羊耽纵是心中再如何大恨,也是无能为力,只能目送着白波贼离开并州。
一念至此,郭太只觉得困乏的精神都为之一振,不断催促着大军加快行军。
随着艳阳高悬,那一座界休小城出现在了郭太的视线尽头,且已有三千先锋提前抵达打造了二十余具云梯。

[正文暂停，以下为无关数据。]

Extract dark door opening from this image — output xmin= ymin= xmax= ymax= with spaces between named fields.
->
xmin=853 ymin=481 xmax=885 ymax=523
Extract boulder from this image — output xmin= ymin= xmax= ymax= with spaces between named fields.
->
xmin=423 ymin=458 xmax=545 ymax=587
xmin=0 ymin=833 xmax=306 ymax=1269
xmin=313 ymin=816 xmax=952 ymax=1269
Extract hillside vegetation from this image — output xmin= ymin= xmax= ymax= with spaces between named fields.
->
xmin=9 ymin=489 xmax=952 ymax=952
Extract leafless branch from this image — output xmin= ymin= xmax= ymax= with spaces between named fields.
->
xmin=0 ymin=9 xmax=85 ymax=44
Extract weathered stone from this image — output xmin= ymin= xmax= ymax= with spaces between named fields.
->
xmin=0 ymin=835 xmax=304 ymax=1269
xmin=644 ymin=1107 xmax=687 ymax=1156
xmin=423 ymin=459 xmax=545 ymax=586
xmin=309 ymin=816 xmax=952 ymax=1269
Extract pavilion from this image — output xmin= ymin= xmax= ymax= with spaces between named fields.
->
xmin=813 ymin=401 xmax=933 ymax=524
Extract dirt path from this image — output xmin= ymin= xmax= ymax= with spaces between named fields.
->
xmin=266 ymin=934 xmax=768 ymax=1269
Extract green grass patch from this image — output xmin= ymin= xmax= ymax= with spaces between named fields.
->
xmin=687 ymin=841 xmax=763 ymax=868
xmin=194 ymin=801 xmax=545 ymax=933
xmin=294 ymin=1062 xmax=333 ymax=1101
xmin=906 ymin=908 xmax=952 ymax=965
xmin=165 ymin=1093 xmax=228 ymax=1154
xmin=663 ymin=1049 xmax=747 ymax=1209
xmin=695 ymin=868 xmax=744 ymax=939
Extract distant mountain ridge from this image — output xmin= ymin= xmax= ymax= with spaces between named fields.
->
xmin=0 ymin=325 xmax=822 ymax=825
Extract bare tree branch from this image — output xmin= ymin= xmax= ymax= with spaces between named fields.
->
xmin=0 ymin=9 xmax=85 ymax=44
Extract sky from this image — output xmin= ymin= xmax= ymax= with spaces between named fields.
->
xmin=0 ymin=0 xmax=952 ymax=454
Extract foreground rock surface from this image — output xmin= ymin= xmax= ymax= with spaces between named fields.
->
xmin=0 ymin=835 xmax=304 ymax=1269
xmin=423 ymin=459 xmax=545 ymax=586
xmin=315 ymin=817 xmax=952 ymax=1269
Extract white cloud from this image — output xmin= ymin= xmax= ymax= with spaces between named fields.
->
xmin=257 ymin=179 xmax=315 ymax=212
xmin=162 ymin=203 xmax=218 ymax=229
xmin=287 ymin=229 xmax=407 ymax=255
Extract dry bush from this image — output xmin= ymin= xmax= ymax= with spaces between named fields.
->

界休的城墙尚且还没有邬县高,不足三丈,守军也仅仅八百。
在浩浩荡荡的白波贼大军抵达界休城下,郭太没有下令一路行军至此的白波军休整,而是直接召集一众渠帅,下令道。
“三通鼓,务必拿下此城……”
只不过,还不等众渠帅开口领命,却见界休城的城门缓缓打开。
郭太见状,笑道。
“看来羊耽用人不明,留守界休的将领竟是贪生怕死之徒,被我大军所慑,已是开城投降,如此也好,免了一遭攻城。”
随着郭太的话音落下,一众渠帅也是跟着纷纷附和。
而跟在杨奉左右的徐晃一直眺望着界休城门方向,待看见那城门之后似有道道身影正在列阵,为之一惊,疾呼。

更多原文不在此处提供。